For Olga had made a sudden, very curious gesture, almost as if she winced from a threatened blow. Her face was white and strained; she pressed her hands very tightly over her heart.

"What's up?" he repeated, in surprise.

She gazed at him with the eyes of one coming out of a stupor. "I don't know," she said. "I had a queer feeling as if--as if--" She paused, seeming to wrestle with some inner, elusive vision. "There! It's gone!" she said, after a moment, disappointment and relief curiously mingled in her voice. "What were we talking about? Oh, yes, the parrot! It's very kind of you. I shall like to have it."

"I've christened it Noel," he remarked, with some complacence. "It's a Christmas present, you see."

"I see," said Olga, beginning to smile. "And you are teaching it to talk?"

"I'm only going to teach it one sentence," he said.

"Oh, what is it?"

He gave her a sidelong glance. "I don't think I'd better tell you."

"But why not?"

"It'll make you cross."

Olga laughed. Somehow she could not help feeling indulgent. Moreover, the interview was nearly at an end, for they were nearing the bungalow, and Nick's white figure was visible on the verandah.

"In that case," she said, "you had better not educate it any further."

"Oh, it won't make you cross on the bird's lips," Noel assured her.

"Has it got lips?" she asked. "What a curious specimen it must be!"

"I say, don't laugh!" he besought her, with dancing eyes. "It's not a joke, I assure you.
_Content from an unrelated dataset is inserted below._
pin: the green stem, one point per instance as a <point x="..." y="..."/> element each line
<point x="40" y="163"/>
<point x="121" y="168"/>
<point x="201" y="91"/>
I'll tell you what I'm teaching it to say if you like. But I shall have to whisper it. Do you mind?"

Again she found him hard to resist, albeit she did not want to yield. "Well?" she said.

They were close to the bungalow now. Noel came very near. "Of course you can wring the little brute's neck if it displeases you," he said, "but it's a corky youngster and I don't much think you will. He's learning to say, 'I love you, Olga.'"

Olga looked up on the verge of protest, but before she could utter it Nick's gay, cracked voice hailed them from above; and Noel, briskly answering, deprived her of the opportunity.